Mahoney recently spoke with Beth Belton, news editor of BusinessWeek Online, about the controversies surrounding corporate-governance issues. Here are edited excerpts of their conversation:
Q: Richard Grasso's recent ouster as chairman of the New York Stock Exchange brought the issue of reform back into the headlines. How is Corporate America doing on reforming governance?
A: The call to reform remains absolutely critical because there are still some glaring errors. Enron's name continues to be uttered in every boardroom. And there are statutory things that need to be done at corporations because of what's called for in the Sarbanes-Oxley law and the NYSE rule changes.
But if that's all a corporation does, they haven't done the job. What worries me is that the attention span of Corporate America has a lot of competition. My great concern is that when this [issue] gets out of the headlines, the attention to it will drift away.
Q: What do you think about Grasso's defense of his $148 million pay package?
A: The Grasso situation was outrageous. What he did was accept what the board gave him. But I find it outrageous that their compensation wasn't transparent. I was astounded to find out that they had never revealed compensation publicly before. How do I know they weren't giving a bonus based on whether a company can hide fraud or not. It was stupidity on the part of board, the exchange, and Grasso. And he's not a dumb guy.
Q: Has the NYSE done enough to deal with the problem?

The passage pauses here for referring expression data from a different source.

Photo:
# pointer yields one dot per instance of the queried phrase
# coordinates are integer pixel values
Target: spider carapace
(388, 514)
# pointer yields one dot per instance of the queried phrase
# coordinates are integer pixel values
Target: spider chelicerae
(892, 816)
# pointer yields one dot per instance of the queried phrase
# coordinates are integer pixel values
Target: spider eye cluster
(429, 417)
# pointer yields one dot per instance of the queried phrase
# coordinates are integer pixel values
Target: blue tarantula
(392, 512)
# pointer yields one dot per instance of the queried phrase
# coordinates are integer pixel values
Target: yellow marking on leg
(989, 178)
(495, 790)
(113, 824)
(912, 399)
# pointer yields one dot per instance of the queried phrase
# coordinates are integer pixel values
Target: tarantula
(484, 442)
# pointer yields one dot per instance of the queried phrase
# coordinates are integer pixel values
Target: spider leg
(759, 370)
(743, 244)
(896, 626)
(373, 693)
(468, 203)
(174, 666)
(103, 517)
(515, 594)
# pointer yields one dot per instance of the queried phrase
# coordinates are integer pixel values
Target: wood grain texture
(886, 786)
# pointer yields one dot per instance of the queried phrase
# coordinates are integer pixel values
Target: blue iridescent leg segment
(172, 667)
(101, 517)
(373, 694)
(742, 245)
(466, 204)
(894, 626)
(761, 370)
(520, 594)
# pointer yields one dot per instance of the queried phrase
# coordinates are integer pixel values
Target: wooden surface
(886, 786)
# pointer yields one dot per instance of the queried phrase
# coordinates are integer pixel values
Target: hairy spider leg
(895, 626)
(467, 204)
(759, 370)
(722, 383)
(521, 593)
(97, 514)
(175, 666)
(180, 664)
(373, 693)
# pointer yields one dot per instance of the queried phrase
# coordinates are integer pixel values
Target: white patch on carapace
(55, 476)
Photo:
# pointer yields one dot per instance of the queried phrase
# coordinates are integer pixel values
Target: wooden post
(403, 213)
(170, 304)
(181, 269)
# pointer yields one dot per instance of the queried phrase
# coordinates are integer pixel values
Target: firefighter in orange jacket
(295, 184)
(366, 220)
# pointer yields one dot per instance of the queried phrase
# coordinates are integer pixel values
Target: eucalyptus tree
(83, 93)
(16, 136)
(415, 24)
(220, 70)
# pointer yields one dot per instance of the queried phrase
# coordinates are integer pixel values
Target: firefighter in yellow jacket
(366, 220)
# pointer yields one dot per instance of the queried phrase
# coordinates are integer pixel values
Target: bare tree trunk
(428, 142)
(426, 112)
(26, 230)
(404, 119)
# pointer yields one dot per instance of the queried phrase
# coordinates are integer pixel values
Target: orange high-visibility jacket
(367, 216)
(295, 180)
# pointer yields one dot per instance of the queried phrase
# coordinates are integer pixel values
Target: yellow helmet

A: I think the board ought to resign en masse. But that would be difficult for the exchange. Maybe half should resign now and half next year. That's what would be fair. But that won't happen. John Reed is the perfect guy for the job. He was a director of mine at Monsanto. He won't be holding press conferences. He'll go in, do the job, and get out when the time is right.
Q: Are the reforms called for by the Sarbanes-Oxley law enough to fix the situation, or is more legislation needed?
A: Like so many other things, people will fill in the [regulatory] forms. There's a long laundry list of things [to comply with], most of which are formulaic and not of much interest. What's important is that the law doesn't hurt. It may not help much. That's my first question when I look at something coming out of Washington.
On balance, Sarbanes-Oxley isn't a bad piece of work. The major thing out of it is that it energized the Securities & Exchange Commission to do its job.
Q: What about the NYSE rule changes put into effect for companies that trade on the Big Board. Will they have an impact?
A: Some of them make good sense. For instance, they require that you have a genuine financial audit expert on the audit committee of your board. It can get tricky making sure the person qualifies under the definition. Some of the other things aren't so helpful. For example, everybody has to sign an ethics statement, but what good does that do if the CEO is a crook?
Q: You've noted that crooks in Corporate America may be few and far between, but did CEO greed get out of hand over the past few years?
A: There's no easy answer on greed. There's nothing set in stone that a CEO should become fabulously wealthy or own huge chunks of the company he works for. Having said that, it's easy now for people to forget that these CEOs were becoming wealthy at a time when the stock market tripled. Anybody in the market was becoming wealthy rapidly [during the boom].
These guys aren't entrepreneurs, they run companies. If you're an entrepreneur and you take on that kind of risk, God bless you. You deserve the wealth. But if you're a paid employee, there should be limits on what you earn because after all, you may really just be presiding over what your predecessor set in motion.
Q: Where should corporate-governance reform go from here?
A: The new trend toward stock grants and away from stock options is good. It's not that success or wealth is a bad thing. Look at Bill Gates or Warren Buffett. You don't hear people complaining about how much money they've made. But we got into a situation where the CEOs abused the environment. We need to move back applauding performance without indulging it.
Maybe CEOs now have less respect than used-car salesmen, but I also think a lot of people would still be perfectly happy to have their kids grow up to be CEOs. That says a lot right there.